Avrupalı Türkler bedenen Avrupa’da olsalar bile gönülleriyle, hayalleriyle sevgileriyle her daim yürekleri Türkiye için atar. Türkiye’de en ufak bir doğa olayı olsa ilk yardıma koşan onlar olur. Her türlü yardımı ve desteği olması gerektiğinden fazlasıyla yapmaya çalışır.
Günlerce üç bin, dört bin kilometre çile yolunu arabasıyla sıcakta, soğukta eziyetlere katlanıp, gümrüklerde saatlerce sıcakta sıranın kendine gelip, geçmeyi bekler.
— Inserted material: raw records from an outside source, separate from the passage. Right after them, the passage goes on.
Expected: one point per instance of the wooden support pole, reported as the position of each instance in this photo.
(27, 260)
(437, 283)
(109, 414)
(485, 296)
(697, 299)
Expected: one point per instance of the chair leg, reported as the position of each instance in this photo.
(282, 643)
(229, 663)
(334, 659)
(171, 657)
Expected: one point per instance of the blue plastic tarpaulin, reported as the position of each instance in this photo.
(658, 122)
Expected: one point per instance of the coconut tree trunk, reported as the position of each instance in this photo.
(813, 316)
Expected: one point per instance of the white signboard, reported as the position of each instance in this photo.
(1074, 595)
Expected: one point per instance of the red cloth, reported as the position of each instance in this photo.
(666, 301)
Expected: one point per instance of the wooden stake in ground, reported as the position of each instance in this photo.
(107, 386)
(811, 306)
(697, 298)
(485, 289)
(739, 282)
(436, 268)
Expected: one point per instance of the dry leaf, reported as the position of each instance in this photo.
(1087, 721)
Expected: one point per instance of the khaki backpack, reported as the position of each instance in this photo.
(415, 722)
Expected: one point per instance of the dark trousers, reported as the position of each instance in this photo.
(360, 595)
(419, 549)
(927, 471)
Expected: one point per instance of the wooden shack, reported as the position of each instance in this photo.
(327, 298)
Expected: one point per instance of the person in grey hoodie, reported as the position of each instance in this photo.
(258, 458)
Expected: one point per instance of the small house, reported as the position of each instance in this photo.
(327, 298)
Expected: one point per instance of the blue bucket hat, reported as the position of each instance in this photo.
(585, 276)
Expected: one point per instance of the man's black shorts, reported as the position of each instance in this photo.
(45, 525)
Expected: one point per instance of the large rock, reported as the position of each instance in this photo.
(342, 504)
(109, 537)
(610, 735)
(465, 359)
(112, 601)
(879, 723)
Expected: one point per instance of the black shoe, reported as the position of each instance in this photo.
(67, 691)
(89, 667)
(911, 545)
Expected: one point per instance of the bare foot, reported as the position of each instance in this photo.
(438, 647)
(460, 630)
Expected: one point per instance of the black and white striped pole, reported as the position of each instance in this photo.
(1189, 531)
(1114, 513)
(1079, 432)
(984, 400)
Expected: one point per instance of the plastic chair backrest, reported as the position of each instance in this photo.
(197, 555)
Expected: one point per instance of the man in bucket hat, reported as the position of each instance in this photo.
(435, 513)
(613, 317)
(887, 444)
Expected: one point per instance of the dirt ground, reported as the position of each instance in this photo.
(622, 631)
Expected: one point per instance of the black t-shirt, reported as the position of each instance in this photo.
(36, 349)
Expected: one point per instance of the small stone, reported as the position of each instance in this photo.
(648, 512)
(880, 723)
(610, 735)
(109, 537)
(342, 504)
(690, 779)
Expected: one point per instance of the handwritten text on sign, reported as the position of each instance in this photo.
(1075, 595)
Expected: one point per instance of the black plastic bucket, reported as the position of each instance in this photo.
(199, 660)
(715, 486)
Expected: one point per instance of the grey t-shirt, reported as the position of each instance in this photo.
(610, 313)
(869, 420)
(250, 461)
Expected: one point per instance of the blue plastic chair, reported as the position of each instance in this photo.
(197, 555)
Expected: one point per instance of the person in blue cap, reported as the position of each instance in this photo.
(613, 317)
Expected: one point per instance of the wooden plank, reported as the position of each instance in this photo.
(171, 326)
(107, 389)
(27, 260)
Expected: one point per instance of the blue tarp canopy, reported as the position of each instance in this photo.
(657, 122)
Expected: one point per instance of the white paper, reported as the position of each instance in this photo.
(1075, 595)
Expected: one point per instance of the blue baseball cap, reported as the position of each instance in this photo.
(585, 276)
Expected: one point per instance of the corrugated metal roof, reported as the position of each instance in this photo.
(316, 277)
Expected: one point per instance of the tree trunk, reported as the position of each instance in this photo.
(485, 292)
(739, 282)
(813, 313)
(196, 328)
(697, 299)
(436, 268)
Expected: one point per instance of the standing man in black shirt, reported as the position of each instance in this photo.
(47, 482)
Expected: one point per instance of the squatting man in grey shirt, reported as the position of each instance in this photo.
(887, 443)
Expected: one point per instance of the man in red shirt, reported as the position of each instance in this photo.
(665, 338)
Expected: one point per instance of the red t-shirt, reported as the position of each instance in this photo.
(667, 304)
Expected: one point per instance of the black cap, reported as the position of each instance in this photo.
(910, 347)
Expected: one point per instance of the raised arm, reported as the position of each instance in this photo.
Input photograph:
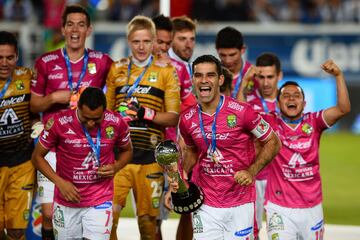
(342, 107)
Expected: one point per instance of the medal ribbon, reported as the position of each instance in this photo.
(3, 91)
(83, 71)
(95, 148)
(213, 127)
(137, 81)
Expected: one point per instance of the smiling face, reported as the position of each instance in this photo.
(268, 79)
(141, 44)
(291, 102)
(8, 58)
(76, 30)
(231, 58)
(183, 44)
(206, 82)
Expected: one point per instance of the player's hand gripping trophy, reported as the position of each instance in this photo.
(187, 198)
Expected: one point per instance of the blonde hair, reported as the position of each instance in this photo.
(140, 23)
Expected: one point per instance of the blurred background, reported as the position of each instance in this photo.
(303, 33)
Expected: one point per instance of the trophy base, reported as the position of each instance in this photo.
(189, 201)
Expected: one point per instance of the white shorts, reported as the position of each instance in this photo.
(45, 190)
(224, 223)
(294, 223)
(77, 223)
(260, 186)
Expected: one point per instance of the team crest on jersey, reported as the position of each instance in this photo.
(307, 128)
(276, 223)
(19, 85)
(110, 132)
(231, 120)
(92, 68)
(59, 219)
(49, 123)
(153, 77)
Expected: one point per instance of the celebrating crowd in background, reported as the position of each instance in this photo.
(95, 123)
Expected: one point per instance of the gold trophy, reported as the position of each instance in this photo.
(189, 197)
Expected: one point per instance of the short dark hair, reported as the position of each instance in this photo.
(92, 97)
(229, 37)
(228, 78)
(288, 83)
(208, 59)
(268, 59)
(75, 8)
(183, 23)
(7, 38)
(163, 23)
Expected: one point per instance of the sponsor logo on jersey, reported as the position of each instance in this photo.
(57, 67)
(153, 77)
(49, 58)
(92, 68)
(110, 132)
(10, 124)
(307, 128)
(65, 119)
(231, 120)
(235, 106)
(19, 85)
(197, 224)
(111, 118)
(243, 232)
(56, 76)
(70, 132)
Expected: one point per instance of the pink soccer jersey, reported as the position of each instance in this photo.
(237, 125)
(294, 180)
(76, 161)
(187, 98)
(255, 100)
(52, 74)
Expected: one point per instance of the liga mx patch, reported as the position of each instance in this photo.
(276, 223)
(231, 121)
(92, 68)
(261, 128)
(59, 219)
(197, 223)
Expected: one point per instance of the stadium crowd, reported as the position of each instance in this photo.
(90, 124)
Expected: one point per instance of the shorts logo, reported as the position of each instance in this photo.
(26, 214)
(92, 68)
(19, 85)
(59, 219)
(307, 128)
(231, 120)
(275, 236)
(197, 224)
(110, 132)
(276, 223)
(153, 77)
(49, 123)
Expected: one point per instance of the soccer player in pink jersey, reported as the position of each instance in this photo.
(84, 139)
(293, 193)
(230, 47)
(219, 134)
(268, 73)
(61, 75)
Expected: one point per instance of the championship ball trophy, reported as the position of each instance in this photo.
(186, 199)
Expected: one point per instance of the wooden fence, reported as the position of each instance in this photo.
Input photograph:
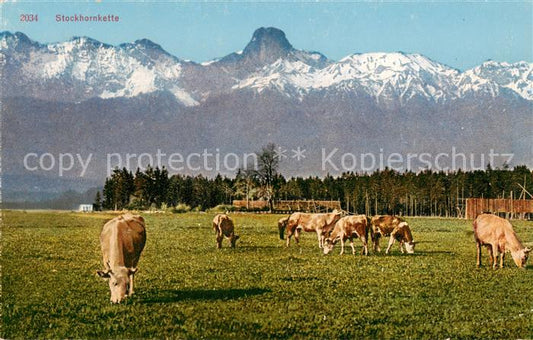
(513, 208)
(288, 206)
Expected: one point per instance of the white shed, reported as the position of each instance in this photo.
(85, 207)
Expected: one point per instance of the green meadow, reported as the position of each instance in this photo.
(186, 288)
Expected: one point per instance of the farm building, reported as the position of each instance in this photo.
(289, 206)
(85, 207)
(512, 208)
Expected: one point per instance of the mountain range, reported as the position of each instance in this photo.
(85, 96)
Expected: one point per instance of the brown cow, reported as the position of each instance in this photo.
(397, 228)
(223, 226)
(497, 235)
(122, 240)
(319, 223)
(347, 228)
(282, 224)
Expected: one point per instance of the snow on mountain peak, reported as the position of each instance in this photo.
(268, 61)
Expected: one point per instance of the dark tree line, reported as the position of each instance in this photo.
(428, 193)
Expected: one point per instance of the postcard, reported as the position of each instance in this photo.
(235, 143)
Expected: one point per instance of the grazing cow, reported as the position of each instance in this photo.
(282, 224)
(497, 235)
(319, 223)
(397, 228)
(347, 228)
(122, 240)
(223, 226)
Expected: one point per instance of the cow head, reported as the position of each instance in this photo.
(328, 246)
(333, 217)
(234, 239)
(118, 282)
(520, 257)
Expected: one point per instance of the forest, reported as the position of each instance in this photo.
(385, 191)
Ne zaman Türkiye’ye ayak bastığı anda hele o dalgalanan Türk bayrağını gördüğünde sevinçten bütün yorgunluğunu unutuverir. Bu hasretle bu sevgiyle memleketine kavuşmak için onca eziyete çileye katlanır.
İzine gelen her bir almancı memleketine her sene on binlerce euro harcayarak ekonomiye çok büyük katkı sağlar .
Yine izinden dönüşünde, çarşıdan, pazardan köyünden, kentinden, komşusundan, akrabasından bir senelik kışlık yiyecek alır bunlar içinde bir bedel öder.
Evet milyonların yaptığı bu alış veriş ekonomiye ne kadar katkı sağladığını bazı aklı selimler görebiliyor mu.
Almanya’da Türk marketlerin raflarında, Türkiye’deki alışveriş merkezlerinde ne varsa hepsi fazlasıyla Türk marketlerinde var. Alış verişlerini Türk marketlerinden yaptığımız için, kendimiz Almanya’da olsak bile yine de Türk ekonomisine destek oluyoruz.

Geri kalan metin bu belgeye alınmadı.